Самый очевидный аргумент для Лосева в пользу правомерности связи имяславского спора с паламитским заключался, очевидно, не только в факте осмысления умного делания в обоих спорах, но, прежде всего, в том, что истолкование мистического опыта умного делания и в имяславии, как и в паламизме, осуществлялось на языке богословия энергий с традиционным для святоотеческой традиции интенсивным использованием световой символики.

Для Лосева имяславие – «умозрение Божественного Света»[43]. Поэтому на опытно-мистическом уровне оно «присоединяется к учению восточного монашества об умной молитве и умопостигаемом через имя Иисусово свете…»[44]. В молитве, по выражению А.Ф. Лосева, «действует» Бог, и хотя сама молитва есть произнесение звуков, но «спасают не звуки, а сияющий в них свет и слава Имени Божия»[45]. Ведь энергия есть «свет существа Божия»[46]. Соединение с Богом, по имяславию, есть «связь человека с Его световыми энергиями, с Его именем…», что в реальной психологии для стремящегося к обожению через имя Иисуса человека «требует в первую очередь борьбы с дурными помыслами», имеющее своей целью «достижение такого состояния, когда все единичные, рассеянные чувства и мысли и душа в целом собираются в световой точке максимально напряженного умопостижения»[47].

Такое видение, считает Лосев, созвучно Дионисию Ареопагиту, полагавшему, что «в нашей молитвенной энергии мы осеняемся сиянием Божественных лучей», и в представлении которого фактически «… имя не только не звук, но даже и не символ, а – умный свет… »[48].

Богословским основанием имяславского истолкования умной молитвы для Лосева стало учение св.
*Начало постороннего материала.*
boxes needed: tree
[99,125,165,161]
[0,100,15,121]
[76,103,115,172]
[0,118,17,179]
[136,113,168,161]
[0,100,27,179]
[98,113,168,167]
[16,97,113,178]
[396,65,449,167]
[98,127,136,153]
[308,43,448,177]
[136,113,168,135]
Григория Паламы о сущности и энергиях. Характерно, что спустя десятилетия после своих активных размышлений над проблемами имяславия, в одной из бесед (30.5. 1975), записанных В.В. Бибихиным, А.Ф. Лосев говорил: «Непознаваемая сущность является в своих катафатических энергиях. Так мы говорили в начале века об имени Божием: имя Божие есть Сам Бог, но Бог не есть имя. У Паламы правильно: свет – реалистический символ, т.е. живая энергия самой сущности»[49].

Те же антиномии – «существа (сущности) и энергии» и «энергии (Божией) и твари», которые Лосев считал характерными для паламизма, лежат, по его мысли, и в основе имяславия[50]. Опираясь на богословскую логику первой антиномии паламизма о сущности и энергиях, по которой «энергия Божия есть сам Бог, но Бог не есть Его энергия», и разделяя допущение об энергийной (синергийной) природе Имени Божия[51], Лосев пытается конструировать «мистическую диалектику» отношения Имени Божия к Богу в умной молитве. По его выражению, точная мистическая формула имяславия есть: «Имя Божие есть энергия Божия, неразрывная с самой сущностью Бога, и потому есть сам Бог … Однако, Бог отличен от своих энергий и своего имени, и потому Бог не есть ни свое имя, ни имя вообще»[52]. Эта формула на языке паламитского богословия энергий конкретизирует основную богословскую формулу имяславия в версии о. Павла Флоренского – «Имя Божие есть Бог и именно Сам Бог, но Бог не есть ни имя Его, ни Самое Имя Его»…»[53].

Спустя десятилетия после прекращения Афонских споров, в одном из своих последних интервью А.Ф. Лосев дает такое толкование этой формулы Флоренского: «Отец Павел … вычислил формулу, что Имя Божие есть Бог, но Сам Бог не есть ни Имя Божие, ни имя вообще. Думаю, что формула эта совершенно правильная. Только под именем надо понимать не буквы и не звуки, которые мы произносим. Буквы и звуки – это есть иконы. Икона, конечно, не Бог, но на иконе изображено Божественное. Вот, что надо понимать. Поэтому в Имени Божием, Бога, Его субстанции, нету, но в Его энергии, в Его смысловом истечении есть Сам Бог; в Бога Имени, произносимом со звуками и буквами, существует Сам Бог. Но не в субстанции, а в своей акциденции[54], в Своей энергии»[55]. Ведь, как замечал Лосев в заметке об учении св. Григория Нисского о Боге: «Энергии не отделимы от Бога… [между сущностью и энергией нет расстояния]… Имена и есть имена энергий»[56].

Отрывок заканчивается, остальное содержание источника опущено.